In both promotions and on a day to day basis, there are also concerns about the clarity with which unit pricing is used.

Most of us accept that bigger is cheaper, and that own brands are less expensive. Unit pricing should help us to see if and when that isn't actually the case.

Toilet roll is a brilliant example of this: we'd expect a nine roll pack of a supermarket's own brand to cost far less than a nine pack of Andrex.

Looking at the unit price, which tends to be per sheet or per 100 sheets, we can usually confirm that is indeed the case.

But research carried out for the CMA found that many people find it difficult to picture what the units used look like, and therefore ignore the unit price even when it tells them in simple terms "this one is cheaper than that one".

Some of the retailers the CMA spoke to said they found customers were more likely to buy products when the unit reflected how they used the product.

People buying washing powder, for example, would seem keener on being told how much it costs per wash than they are to be told how much 100g of it costs.

Which?'s issue was that when customers do try to use unit prices, they aren't consistent - for example, they refer to bananas being priced per kg, or per fruit.

With other items, some brands of soup or ketchup, for example, will have a unit price "per 100ml" while others are described as "per 100g".
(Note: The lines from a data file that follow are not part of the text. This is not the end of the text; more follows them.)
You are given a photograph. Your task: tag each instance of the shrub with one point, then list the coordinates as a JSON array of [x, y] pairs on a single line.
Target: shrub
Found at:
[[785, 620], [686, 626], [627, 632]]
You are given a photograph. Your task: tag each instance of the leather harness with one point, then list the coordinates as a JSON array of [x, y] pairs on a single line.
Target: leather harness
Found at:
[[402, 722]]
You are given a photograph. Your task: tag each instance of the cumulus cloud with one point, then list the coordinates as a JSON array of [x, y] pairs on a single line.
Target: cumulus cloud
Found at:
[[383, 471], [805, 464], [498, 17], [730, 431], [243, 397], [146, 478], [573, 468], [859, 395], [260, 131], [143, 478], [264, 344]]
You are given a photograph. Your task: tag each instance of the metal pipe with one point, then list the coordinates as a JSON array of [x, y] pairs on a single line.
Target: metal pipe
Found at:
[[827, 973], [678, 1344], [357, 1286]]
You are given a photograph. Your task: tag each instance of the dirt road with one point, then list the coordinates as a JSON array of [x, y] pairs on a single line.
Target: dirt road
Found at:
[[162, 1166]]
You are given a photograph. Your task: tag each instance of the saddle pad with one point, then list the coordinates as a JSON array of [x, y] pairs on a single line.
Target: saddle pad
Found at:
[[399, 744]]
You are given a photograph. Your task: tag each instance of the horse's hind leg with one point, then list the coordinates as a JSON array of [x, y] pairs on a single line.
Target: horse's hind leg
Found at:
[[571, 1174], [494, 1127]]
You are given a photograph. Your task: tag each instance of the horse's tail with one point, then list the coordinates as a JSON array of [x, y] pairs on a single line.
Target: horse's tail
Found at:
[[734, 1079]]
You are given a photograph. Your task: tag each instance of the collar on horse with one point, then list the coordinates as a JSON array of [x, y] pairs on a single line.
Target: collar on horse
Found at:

As well as making comparing like with like more complicated than it needs to be, the CMA say some people felt the differences in unit price were so small they wouldn't be much of a saving.

Certainly, a difference of 0.1p per biscuit doesn't make much odds to the price of one 12 pack of jaffa cakes compared to another - but the differences often aren't that small, and they can add up to considerable savings on the full sized products.

The CMA have produced a guide to unit prices to try to help deal with the confusion and apathy surrounding them, which is available here [pdf].

They were bigger when I was younger

On a related note is the issue of smaller product sizes.

Which? have been campaigning for some time about what they see as products shrinking without prices changing to reflect their new size.

The CMA say that when they spoke to retailers, most said it was highly unusual for the products they stocked to change size more than once a year, in line with manufacturers' price reviews.

Manufacturers, meanwhile, told the investigation that the cost of resizing packaging potentially offset any savings made by decreasing the contents.

Where we do often find differently sized products is in the discount sector - which we've explained in relation to Poundland.

But overall, the CMA were happy that shrinking products aren't a major concern for supermarket shoppers.